Wolverines were weakening. It was the only explanation for Sirin’s capture. The last time Ilions had come close to nabbing him, he’d killed eighteen men to keep his freedom, then laughed about it later. If they could get Sirin, they could get anyone, including Lycas.

He dwelled on this fact as long as he could, rather than think of Mali, and remember the way her sharp gaze used to stun him into speechlessness. It was probably just as well they had never fought on the same field; they would have either killed each other in a battle of wills, or he would have been too busy staring at her body to avoid his own annihilation.

She’d fooled him with her toughness. He thought she didn’t need him, even after Sura was born. When he’d left for Ilios to rescue Marek and Nilik, she’d told him never to return.
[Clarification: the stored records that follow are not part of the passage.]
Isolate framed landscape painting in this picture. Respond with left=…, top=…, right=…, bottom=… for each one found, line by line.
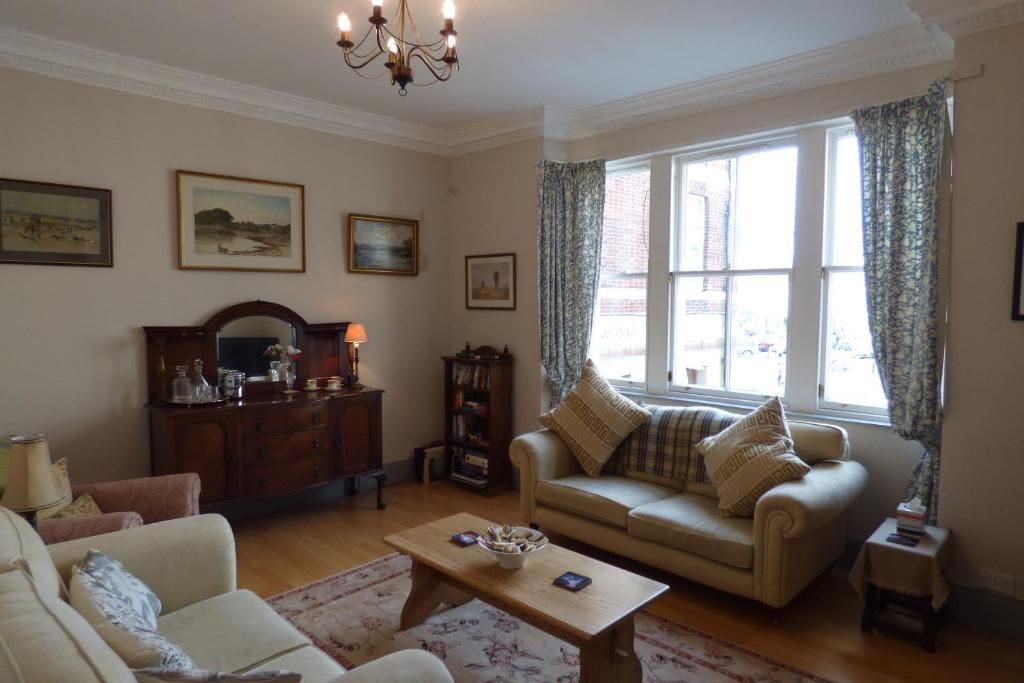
left=0, top=178, right=114, bottom=268
left=466, top=254, right=515, bottom=310
left=177, top=171, right=306, bottom=272
left=348, top=213, right=420, bottom=275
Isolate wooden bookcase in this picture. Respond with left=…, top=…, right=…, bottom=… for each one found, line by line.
left=442, top=344, right=512, bottom=495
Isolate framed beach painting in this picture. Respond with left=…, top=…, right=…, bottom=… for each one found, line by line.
left=348, top=213, right=420, bottom=275
left=177, top=171, right=306, bottom=272
left=0, top=178, right=114, bottom=268
left=466, top=254, right=515, bottom=310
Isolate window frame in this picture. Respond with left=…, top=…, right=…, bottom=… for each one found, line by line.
left=595, top=117, right=889, bottom=425
left=671, top=134, right=801, bottom=402
left=815, top=123, right=889, bottom=418
left=587, top=159, right=654, bottom=391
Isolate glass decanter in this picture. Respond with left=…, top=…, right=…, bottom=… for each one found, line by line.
left=171, top=366, right=193, bottom=403
left=193, top=358, right=213, bottom=403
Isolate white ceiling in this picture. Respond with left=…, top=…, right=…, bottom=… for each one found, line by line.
left=0, top=0, right=918, bottom=129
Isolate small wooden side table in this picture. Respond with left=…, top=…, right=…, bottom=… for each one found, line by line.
left=850, top=517, right=949, bottom=652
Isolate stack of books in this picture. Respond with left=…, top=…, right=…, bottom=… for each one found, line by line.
left=896, top=499, right=928, bottom=536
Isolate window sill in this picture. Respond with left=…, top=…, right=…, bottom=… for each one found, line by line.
left=615, top=385, right=892, bottom=429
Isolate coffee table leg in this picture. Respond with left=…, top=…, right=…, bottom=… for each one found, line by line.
left=401, top=560, right=445, bottom=631
left=580, top=614, right=643, bottom=683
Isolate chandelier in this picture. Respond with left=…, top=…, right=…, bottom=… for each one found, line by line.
left=338, top=0, right=459, bottom=96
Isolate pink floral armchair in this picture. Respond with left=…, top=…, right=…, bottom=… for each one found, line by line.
left=39, top=472, right=200, bottom=544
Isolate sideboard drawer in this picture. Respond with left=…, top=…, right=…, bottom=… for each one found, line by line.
left=243, top=402, right=327, bottom=436
left=242, top=427, right=331, bottom=467
left=242, top=456, right=331, bottom=496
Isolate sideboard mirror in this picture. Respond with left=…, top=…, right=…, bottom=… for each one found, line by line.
left=217, top=315, right=298, bottom=382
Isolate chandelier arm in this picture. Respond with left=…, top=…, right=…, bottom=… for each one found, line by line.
left=410, top=53, right=452, bottom=85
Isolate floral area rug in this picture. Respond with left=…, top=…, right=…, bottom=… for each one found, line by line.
left=268, top=555, right=829, bottom=683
Like an idiot, he’d taken her at her word.

And Sura…at least she was safe. Next to Tiros, Kalindos was the farthest out of harm’s way she could be. Neither village held much appeal to the Descendants. They lacked the rich soil of Asermos or the thick limestone deposits of Velekos.

But if he could, he’d bring Sura here, so he could see with his own eyes that she was alive, that the Descendant scum hadn’t taken her soul and her hope.

And so that she could see that no matter what happened to her mother, she still had something left in the world, one person who would lay down his life for her.